How "Night" was Published in America
Elie Wiesel’s Night was first published in Yiddish in 1955, as Un di velt hot geshvign (And the World Kept Quiet). The same year, Wiesel, then a journalist, interviewed the great French writer and Nobel laureate François Mauriac, who read a revised version of Wiesel’s elegant and wrenching memoir of his time in the Auschwitz extermination camp and became the first champion of this important work. La Nuit, with a preface by Mauriac, was published in France in 1957 by Editions de Minuit — but the reticence that Wiesel had experienced from French publishers toward his work of témoignage, or testimony, of the horrors of the Holocaust, was only a preface to the level of resistance his book would meet from the U.S. publishing world.
As we remember the great Elie Wiesel, the Romanian-American author, activist and Nobel Peace laureate who died on July 2nd this year at the age of 87, the Book Department had the privilege to speak to Georges Borchardt. Among his many accomplishments over a lifetime in the world of books, Borchardt was Wiesel’s literary agent and close friend for over 50 years; it was he who finally brought Night to the other side of the Atlantic in 1960. Now read by millions around the world, the book has become an essential memoir of the Holocaust and, even in the face of unspeakable horror, a testament to the incredible hope that Wiesel held for humanity.

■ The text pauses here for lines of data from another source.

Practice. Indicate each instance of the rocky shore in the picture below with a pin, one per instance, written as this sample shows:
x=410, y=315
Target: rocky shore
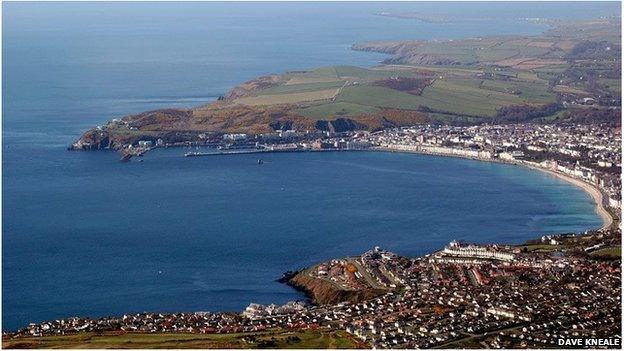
x=323, y=292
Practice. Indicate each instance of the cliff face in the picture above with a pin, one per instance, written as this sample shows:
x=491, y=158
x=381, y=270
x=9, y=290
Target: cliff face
x=324, y=292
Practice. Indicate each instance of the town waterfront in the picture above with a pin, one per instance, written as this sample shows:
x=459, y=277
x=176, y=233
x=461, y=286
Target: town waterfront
x=86, y=235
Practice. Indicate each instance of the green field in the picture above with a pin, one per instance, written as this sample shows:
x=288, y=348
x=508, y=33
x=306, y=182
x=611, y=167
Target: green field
x=307, y=339
x=456, y=94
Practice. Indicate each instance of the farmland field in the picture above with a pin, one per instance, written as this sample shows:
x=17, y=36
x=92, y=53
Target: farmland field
x=460, y=92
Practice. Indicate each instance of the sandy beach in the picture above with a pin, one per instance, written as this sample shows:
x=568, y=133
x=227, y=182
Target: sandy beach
x=593, y=192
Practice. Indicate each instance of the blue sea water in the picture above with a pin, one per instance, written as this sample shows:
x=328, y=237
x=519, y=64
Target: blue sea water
x=83, y=234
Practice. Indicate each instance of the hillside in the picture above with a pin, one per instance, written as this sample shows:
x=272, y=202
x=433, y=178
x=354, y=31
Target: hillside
x=500, y=79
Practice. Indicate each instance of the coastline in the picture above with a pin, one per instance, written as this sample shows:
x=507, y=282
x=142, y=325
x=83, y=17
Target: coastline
x=595, y=193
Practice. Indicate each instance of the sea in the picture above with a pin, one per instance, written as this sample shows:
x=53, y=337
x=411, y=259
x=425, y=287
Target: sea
x=86, y=235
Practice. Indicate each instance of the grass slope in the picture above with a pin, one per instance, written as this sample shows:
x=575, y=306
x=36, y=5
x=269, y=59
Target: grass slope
x=305, y=339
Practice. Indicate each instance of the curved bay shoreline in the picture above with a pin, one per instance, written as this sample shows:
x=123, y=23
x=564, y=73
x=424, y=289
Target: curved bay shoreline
x=596, y=195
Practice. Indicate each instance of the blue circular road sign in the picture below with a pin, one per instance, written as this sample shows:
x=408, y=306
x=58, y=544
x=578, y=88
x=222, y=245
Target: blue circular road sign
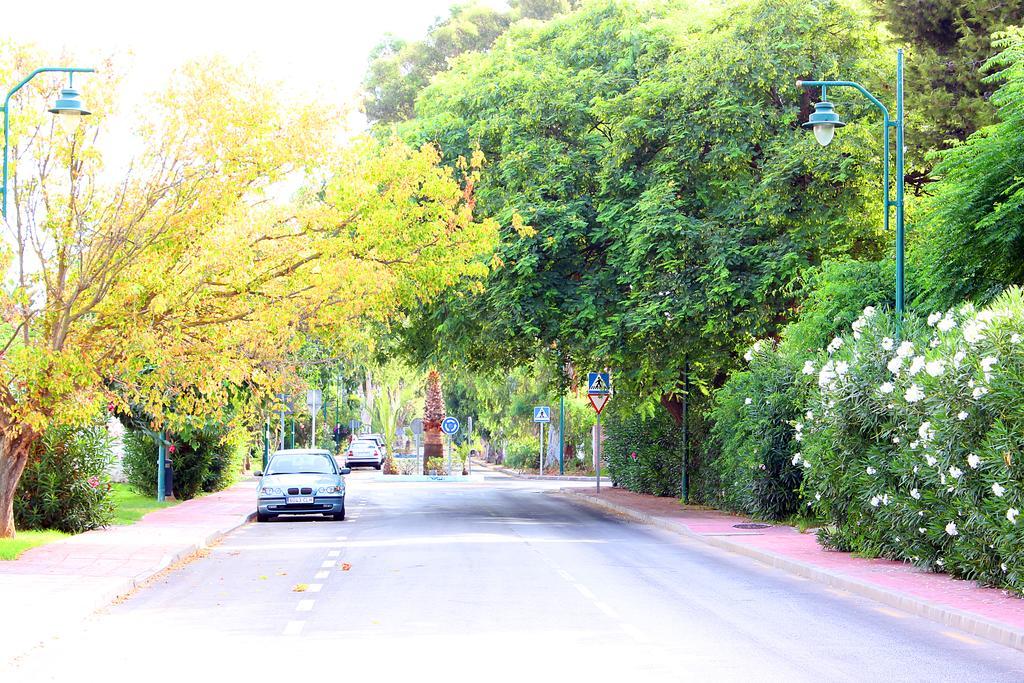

How Night was Published in America
by Georges Borchardt
In 1958, I received from Jérôme Lindon (the owner of Editions de Minuit) a first book by Elie Wiesel, called La Nuit, which he had published in France with an introduction by François Mauriac. I am sure I must have realized at the time that it would not be an easy one to get published here, when nobody wanted to hear about concentration camps, and nobody could have predicted that there would someday be such a thing as Holocaust studies. But I was determined to get it published (the submission letter I sent out referred to it as “a book that I feel more strongly about than any other I ever sent you”).
But rejection letters kept coming in. From Simon & Schuster. From Dutton. From Scribner’s. From Braziller. From Ballantine. From Pantheon. From Knopf. None offered much encouragement.
Blanche Knopf made it clear the book was not “going to be for us… I imagine you will have someone in your office in New York who may want to deal with it abroad in England, or wherever.” But where was wherever?
Scribner’s found it “a horrifying and extremely moving document… However we have certain misgivings about the size of the American market for what remains, despite Mauriac’s brilliant introduction, a document.” I clearly had not realized that the word “document” which I myself was using in presenting the book, was as noxious in publishing circles then as the word “literary” is today.
Even Kurt and Helen Wolff at Pantheon [rejected Night], while giving the book a “careful reading” and more consideration than any other book “in quite some time” (“this was done for the reason that you had spoken with special warmth about the book; that has happened very rarely, since you generally leave it to the publisher to form his own judgment, keeping yourself neutral”). Kurt in his letter of rejection said “the warmth of your recommendation is certainly understandable to us” but then went on to say he would explain over lunch why he and Helen had decided not to publish “books of this kind”. Unfortunately I have no recollection of the explanation (or of the lunch).
In the meantime I had heard from Jérôme Lindon that the author was living in New York, working as a correspondent for an Israeli newspaper. A meeting was arranged, Elie appeared one day at my apartment (which was also my office), limping and carrying a cane. I thought this was the result of his wartime experience, but found out later, when both limp and cane disappeared, that Elie had been hit by a cab and been quite seriously wounded. The meeting went well (I wrote Lindon that I had found Wiesel “en effet très sympathique”), and Elie and I became friends, frequently meeting for dinner at an inexpensive Italian restaurant on West 54th Street.
And then one day, finally, in the fall of 1959, success: I was able to relay to Jérôme Lindon an offer for US & Canada rights from Hill & Wang (Arthur Wang had made it a condition that there be a British publisher to share translation costs, and one had been found who would commission an inexpensive translation). The offer carried a modest advance of $250.00, payable in two installments, not extraordinary as I pointed out to Jérôme, but because of all the difficulties encountered I added I was delighted to have finally succeeded, and that Elie was delighted (“Elie est ravi!”). I asked Lindon to send me a cable saying “DACCORD WIESEL” so I could proceed with a contract. I did not want to leave time for a change of mind.
Epilogue: Night has become one of this country’s bestselling books, having been read by millions, and selling steadily at a rate of 400,000 to 500,000 copies a year, in a new and much better translation by Marion Wiesel.